The Eucharist, or mass, said Leadbeater, was particularly powerful. “It is a plan,” he wrote, “for helping on the evolution of the world by the frequent outpouring of floods of spiritual force.” When properly enacted, he said, the ceremony created an astral “thought-edifice” that can take on any number of variations, although it is usually based on a foursquare ground plan surmounted with a dome. Leadbeater even said that “the Church of Sancta Sophia at Constantinople was erected in imitation of one of these spiritual edifices.”
To create as powerful a vehicle as possible, the celebrant needs to perform the Eucharist correctly and with intention (as opposed to rote mechanical enactment). The Catholic and Anglican rites of Leadbeater’s day were, he said, defective, so he and Wedgwood recast them. “We set to work to eliminate the many features which from our point of view disfigure and weaken the older liturgies,” Wedgwood later wrote. “References to fear of God, to His wrath and to everlasting damnation were taken out, also the constant insistence on the sinfulness and worthlessness of man.” The resulting liturgy was published in 1919.

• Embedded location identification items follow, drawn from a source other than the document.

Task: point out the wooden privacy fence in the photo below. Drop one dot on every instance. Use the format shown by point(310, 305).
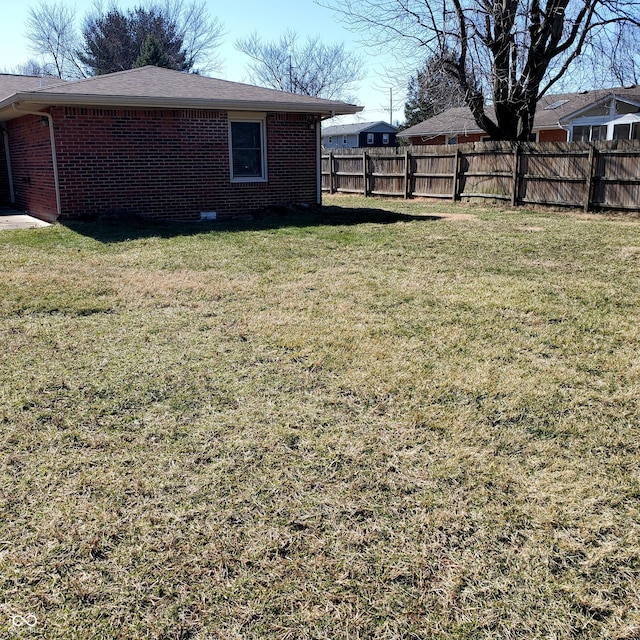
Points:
point(604, 175)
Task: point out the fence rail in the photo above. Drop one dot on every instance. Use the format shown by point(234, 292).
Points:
point(604, 175)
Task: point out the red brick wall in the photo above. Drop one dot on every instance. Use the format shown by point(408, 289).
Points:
point(174, 164)
point(32, 167)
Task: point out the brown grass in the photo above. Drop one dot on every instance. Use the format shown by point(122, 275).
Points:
point(364, 422)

As a result the LCC combines an elaborate, “high” Christian liturgy with freedom of thought. The church’s website states:
The Liberal Catholic Church erects no barriers around its altars. All who come in a spirit of reverence are welcome to Holy Communion and to all other services of the Church. What opinions or beliefs an individual holds is considered to be his/her own affair. The mind that is free is in the best condition to grow. Growth into spirituality enhances the perception of truth which each one must discover for himself/herself and in his/her own way. Anything less than full mental freedom is thought to retard progress. Thus, the difference between The Liberal Catholic Church and all other Catholic and Protestant Churches lies in the fact that with the ancient sacramental worship have been associated the widest measure of intellectual freedom and respect for the individual conscience.
Membership figures for the LCC are difficult to come by, and it does not seem that any intense effort has been made in recent years to count members. William Downey, U.S. Regionary Bishop of the LCC, told me that the membership in this country had been reported as 8000 for some time, but that this figure was almost certainly overstated.
The anniversary celebration took place in the Albuquerque suburb of Rio Rancho, hosted by Our Lady Queen of Angels Liberal Catholic Church. It had been preceded by a synod of LCC bishops worldwide that had taken place during the previous week. Around sixty people attended, including LCC dignitaries from Australia, New Zealand, Britain, France, Hungary, and Brazil. I was received very warmly, and I was gratified to learn that many LCC clergy had read my books, especially Inner Christianity, and sometimes used them in study groups.
My own talk related to my forthcoming book, How God Became God. I tried to argue that since the literal truth of the Bible has been increasingly called into question in recent decades (archaeology, for example, has by no means verified many of the historical claims in the Old Testament), if we are to make some real use of the Bible in the future, it will have to involve returning to deeper, esoteric levels of meaning—such as, for example, seeing the biblical stories (such as the Exodus and the passion of Christ) not necessarily as factual accounts but as representations of stages that the soul goes through in its evolution. These meanings have been known since antiquity, but were pushed into the background in recent centuries. It seems to me that movements that are sympathetic to these approaches, including the LCC, could play a crucial part in revivifying Christianity in the years to come.